How can they be joined? E-participle!
  • Manĝante kamelon la melo pensis pri la sekvonta manĝo = (while) eating a camel the badger thought about the next meal.

(Note how “pensis” the simple past tense was translated as both “was thinking” and “thought”. The simple tenses are flexible, which is why Esperanto uses them more. Future post!)

So instead of having two separate main verbs “manĝis” and “pensis” and the surrounding goop, we have “X was thinking about Y” plus the extra information that X was eating something. So they allow you to provide additional context in the same phrase.

Notice now that because “manĝ-” has become a participial adverb (not a main verb), it cannot have it’s own subject. That is, the thing that is doing the eating, will always be the subject of the main verb (here, pensi). So whatever is doing the thinking, must be doing the eating (or whatever the adverb is about).

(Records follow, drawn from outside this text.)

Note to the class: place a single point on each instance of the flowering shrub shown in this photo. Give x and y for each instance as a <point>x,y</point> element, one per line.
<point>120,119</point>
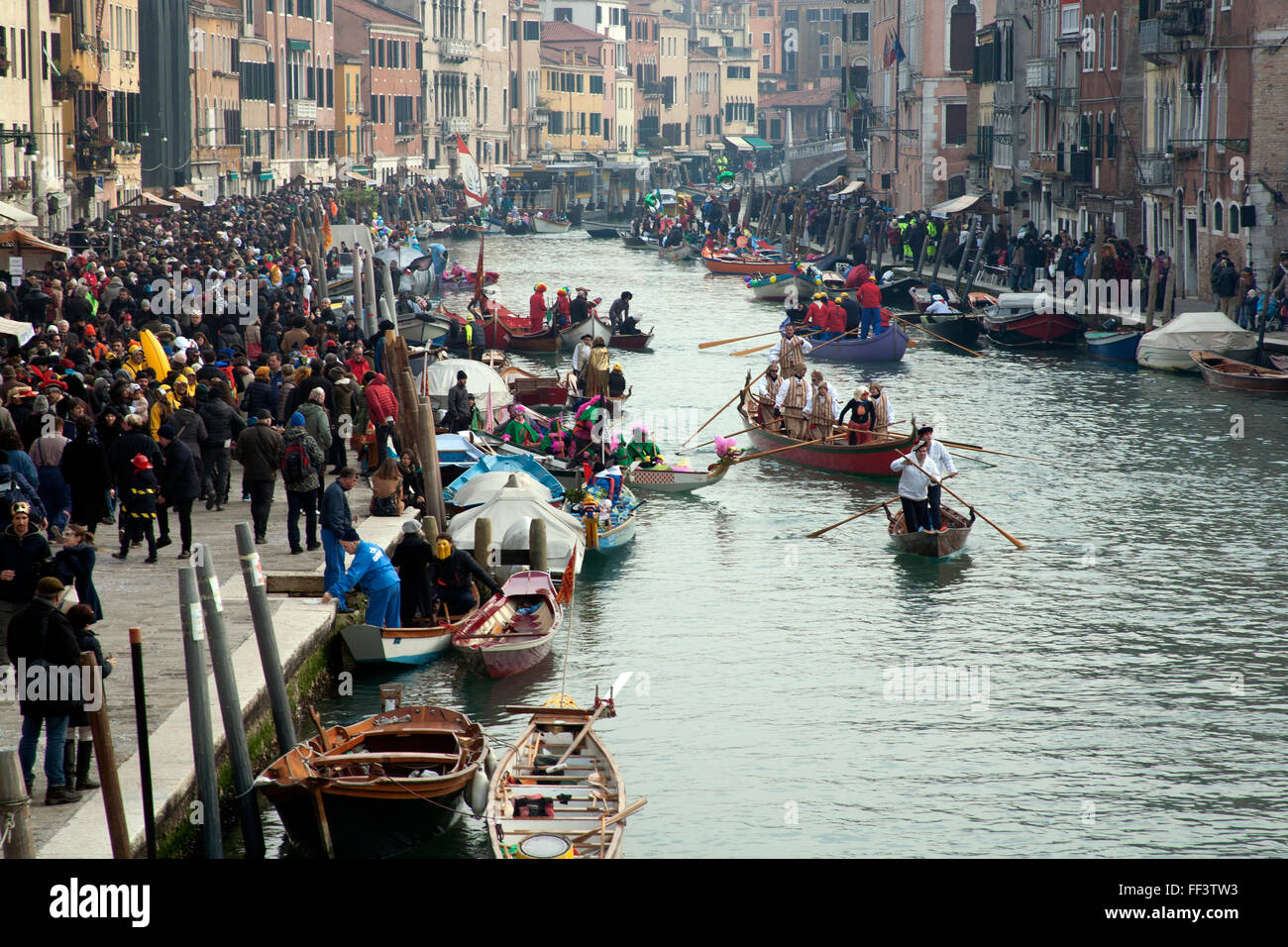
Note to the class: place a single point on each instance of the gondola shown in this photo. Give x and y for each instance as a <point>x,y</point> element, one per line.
<point>514,631</point>
<point>870,459</point>
<point>1228,372</point>
<point>932,545</point>
<point>558,792</point>
<point>377,787</point>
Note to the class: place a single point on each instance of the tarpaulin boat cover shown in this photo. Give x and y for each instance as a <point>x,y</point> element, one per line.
<point>1201,330</point>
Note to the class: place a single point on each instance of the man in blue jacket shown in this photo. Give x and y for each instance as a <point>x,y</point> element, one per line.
<point>373,571</point>
<point>336,521</point>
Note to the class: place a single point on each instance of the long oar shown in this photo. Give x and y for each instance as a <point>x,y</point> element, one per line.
<point>745,388</point>
<point>803,444</point>
<point>741,338</point>
<point>748,384</point>
<point>870,509</point>
<point>932,335</point>
<point>1018,544</point>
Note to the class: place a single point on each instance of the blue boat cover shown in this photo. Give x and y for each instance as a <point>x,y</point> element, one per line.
<point>454,449</point>
<point>509,463</point>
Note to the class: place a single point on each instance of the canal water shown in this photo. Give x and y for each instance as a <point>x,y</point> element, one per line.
<point>1119,688</point>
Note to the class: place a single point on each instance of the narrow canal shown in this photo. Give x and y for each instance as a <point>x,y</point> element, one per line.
<point>1131,667</point>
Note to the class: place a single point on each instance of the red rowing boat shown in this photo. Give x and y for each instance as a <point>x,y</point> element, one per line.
<point>870,459</point>
<point>729,264</point>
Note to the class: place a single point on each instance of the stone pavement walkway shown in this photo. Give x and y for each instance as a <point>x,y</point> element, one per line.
<point>141,595</point>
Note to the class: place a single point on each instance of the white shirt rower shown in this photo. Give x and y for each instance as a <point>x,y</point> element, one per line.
<point>777,350</point>
<point>836,403</point>
<point>912,482</point>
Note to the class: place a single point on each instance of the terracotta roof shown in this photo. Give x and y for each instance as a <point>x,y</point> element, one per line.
<point>374,13</point>
<point>563,31</point>
<point>789,99</point>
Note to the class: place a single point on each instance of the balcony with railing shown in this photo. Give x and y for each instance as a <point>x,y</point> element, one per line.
<point>1154,44</point>
<point>454,50</point>
<point>1039,73</point>
<point>1157,169</point>
<point>303,112</point>
<point>456,125</point>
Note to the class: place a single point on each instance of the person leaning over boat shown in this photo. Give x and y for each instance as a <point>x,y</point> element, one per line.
<point>373,571</point>
<point>790,351</point>
<point>791,403</point>
<point>820,407</point>
<point>619,311</point>
<point>913,487</point>
<point>944,462</point>
<point>450,577</point>
<point>861,419</point>
<point>537,308</point>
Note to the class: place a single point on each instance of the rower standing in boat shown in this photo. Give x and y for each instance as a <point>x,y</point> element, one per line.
<point>820,407</point>
<point>579,309</point>
<point>791,403</point>
<point>859,408</point>
<point>790,351</point>
<point>581,354</point>
<point>450,574</point>
<point>880,408</point>
<point>768,386</point>
<point>619,311</point>
<point>944,462</point>
<point>913,488</point>
<point>938,305</point>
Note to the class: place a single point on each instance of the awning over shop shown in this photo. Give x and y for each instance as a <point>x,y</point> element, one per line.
<point>12,214</point>
<point>966,204</point>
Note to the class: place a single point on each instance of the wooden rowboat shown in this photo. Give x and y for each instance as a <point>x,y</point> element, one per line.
<point>400,646</point>
<point>1228,372</point>
<point>668,479</point>
<point>871,459</point>
<point>558,792</point>
<point>514,631</point>
<point>636,342</point>
<point>934,545</point>
<point>377,787</point>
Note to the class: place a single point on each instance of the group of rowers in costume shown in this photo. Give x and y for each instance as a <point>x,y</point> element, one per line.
<point>810,410</point>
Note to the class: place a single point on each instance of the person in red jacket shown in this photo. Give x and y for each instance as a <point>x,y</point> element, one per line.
<point>382,408</point>
<point>857,277</point>
<point>870,302</point>
<point>537,308</point>
<point>835,317</point>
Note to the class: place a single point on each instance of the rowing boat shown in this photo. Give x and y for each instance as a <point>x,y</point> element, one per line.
<point>728,264</point>
<point>871,459</point>
<point>377,787</point>
<point>932,545</point>
<point>558,792</point>
<point>514,631</point>
<point>1228,372</point>
<point>400,646</point>
<point>884,347</point>
<point>671,478</point>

If you want the subject to be on the receiving end of the action, you must use a passive participle (so that you’re being eaten, rather than eating. Check out the comments on this post for further explanation!):

  • Manĝote de la kamelo, la melo pensis pri feliĉaj aferoj = About to be eaten by a camel, the badger thought about happy things.

Notice the differences you can get with the different aspects of participles too. In the first example the eating was ongoing, in this example, the eating is anticipated.

This allows you to be very succinct with expression. This is one of my favourite examples from “Being Colloquial in Esperanto”:

  • Eĉ pafote silentadus li = Even about to be shot he would remain silent

“Li” is the subject of the main verb “silentadus” = “would remain silent”. So the adverb describes “li”. And the adverb means “about to be shot” because it’s an anticipated action, and a passive one (so “li” is anticipated to receive the action).

Obviously when things get really compact, you should probably reserve those gorgeous sentences for written communication.

Check out the PMEG for more examples.